The Italians, which typically have great performances at the World University Games (known around the world as the “Universiade”), kicked things off from Shenzen, China with double gold in the meet’s lone open water race: the 10k. These were not only the first swimming medals handed out, but they are the first medals handed out period at this year’s Games that are designed specifically for those athletes who have attended a college or university in the last year.
The men were the first off the start at Seven Star Bay, and Italy’s Simone Ruffini was swimming alone as the only swimmer to break two-hours over the 10 kilometer (6.1 mile) course. He tapped the finish pad at 1:58:00.74. Ruffini is really more of a 5k specialist, and it was in that shorter raced that he placed 9th both at the Shanghai (2011) and Rome (2009) World Championships.
The silver medal went to Russia’s Kiriil Abrosimov in 2:00:03.35.
The bronze medal winner was Japan’s Yasunari Hirai in 2:00:05.54. Hiriai was about two minutes faster in Shanghai, which would have contended for gold here. Japan has virtually no history in open water swimming (they’ve never won a World Championship medal in over 140 chances), but their generally more compact build and shorter stature seems as though it might leave them well-equipped for the open water marathons. Hirai, at only 21, is at the leading edge of the sport in his home country.
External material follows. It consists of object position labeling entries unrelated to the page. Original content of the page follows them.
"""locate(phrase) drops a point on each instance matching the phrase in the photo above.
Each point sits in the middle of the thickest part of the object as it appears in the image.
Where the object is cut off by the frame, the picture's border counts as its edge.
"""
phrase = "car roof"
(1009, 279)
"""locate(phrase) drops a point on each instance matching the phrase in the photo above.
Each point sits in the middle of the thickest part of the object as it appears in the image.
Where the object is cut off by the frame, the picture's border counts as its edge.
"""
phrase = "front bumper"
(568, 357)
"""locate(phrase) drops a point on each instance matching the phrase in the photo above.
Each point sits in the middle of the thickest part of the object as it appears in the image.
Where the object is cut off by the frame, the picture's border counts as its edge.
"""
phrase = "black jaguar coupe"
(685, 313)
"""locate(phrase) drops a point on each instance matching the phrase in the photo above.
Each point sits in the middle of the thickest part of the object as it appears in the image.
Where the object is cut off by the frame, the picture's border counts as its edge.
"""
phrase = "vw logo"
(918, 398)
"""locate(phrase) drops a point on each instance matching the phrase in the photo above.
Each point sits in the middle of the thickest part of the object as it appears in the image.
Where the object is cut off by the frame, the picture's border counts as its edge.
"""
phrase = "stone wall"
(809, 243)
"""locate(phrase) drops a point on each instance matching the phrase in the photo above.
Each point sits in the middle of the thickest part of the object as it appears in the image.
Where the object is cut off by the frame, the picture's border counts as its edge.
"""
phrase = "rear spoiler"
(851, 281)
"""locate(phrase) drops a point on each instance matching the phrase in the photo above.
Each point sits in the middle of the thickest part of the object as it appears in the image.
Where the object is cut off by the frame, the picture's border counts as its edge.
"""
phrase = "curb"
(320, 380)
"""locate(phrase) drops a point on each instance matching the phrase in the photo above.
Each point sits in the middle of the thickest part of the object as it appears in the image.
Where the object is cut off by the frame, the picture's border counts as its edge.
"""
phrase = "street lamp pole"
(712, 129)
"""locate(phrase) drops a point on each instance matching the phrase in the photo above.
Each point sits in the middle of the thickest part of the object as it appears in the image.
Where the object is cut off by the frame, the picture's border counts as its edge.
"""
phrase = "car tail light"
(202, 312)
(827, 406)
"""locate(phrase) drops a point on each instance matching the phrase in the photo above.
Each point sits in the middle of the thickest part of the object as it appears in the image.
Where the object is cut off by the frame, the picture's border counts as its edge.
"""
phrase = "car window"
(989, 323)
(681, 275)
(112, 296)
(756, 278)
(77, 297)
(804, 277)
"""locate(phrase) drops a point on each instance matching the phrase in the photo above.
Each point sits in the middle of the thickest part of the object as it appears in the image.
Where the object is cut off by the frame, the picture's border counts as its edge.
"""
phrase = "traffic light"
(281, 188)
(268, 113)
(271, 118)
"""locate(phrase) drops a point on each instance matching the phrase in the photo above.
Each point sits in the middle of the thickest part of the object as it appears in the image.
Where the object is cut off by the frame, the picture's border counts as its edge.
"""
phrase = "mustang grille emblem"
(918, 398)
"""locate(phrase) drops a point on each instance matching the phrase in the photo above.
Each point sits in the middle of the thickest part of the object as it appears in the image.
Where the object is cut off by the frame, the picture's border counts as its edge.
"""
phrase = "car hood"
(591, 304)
Neither American man challenged for a medal at the end, with Florida’s Connor Signorin placing 7th in 2:00:26.64 and Michigan’s Ryan Feeley placing 14th in 2:05:02.28. Signorin, however, did cut over 8 minutes off of his time from the US Open Water Nationals held earlier this year in Ft. Lauderdale. Seventeen out of the 18 starters in this race finished the swim.
In the women’s race, the Italians completed a double thanks to a win by Rachele Bruni in 2:06:49.31. While not quite as dominant as her male coutnerpart, she still had a 40-second gap between her and the rest of the field. She who is also a 5k specialist just missed a medal at this year’s World Championships by placing 4th. Unlike her male counterpart, Bruni is also one of her country’s top-three distance swimmers in the pool.
In 2nd was Nadine Reichert from the great German open water tradition in 2:07:29.21. After her touch, it was another minute until the other Italian competitor, Alice Franco, took the bronze in 2:08:42.77.
The Americans in the women’s race were Tristin Baxter, who touched 12th in 2:13:04.68, and Damaris Iriondo, who was 16th in 2:14:10.96. For Baxter, that’s an 11-minute drop from US Nationals, and for Iriondo that’s about a 9-minute drop. The two switched positions, as Iriondo was actually the higher-seeded American. The pair aren’t as well-known as their male counterparts, but Iriondo swims for Princeton and Baxter swims for Arizona State.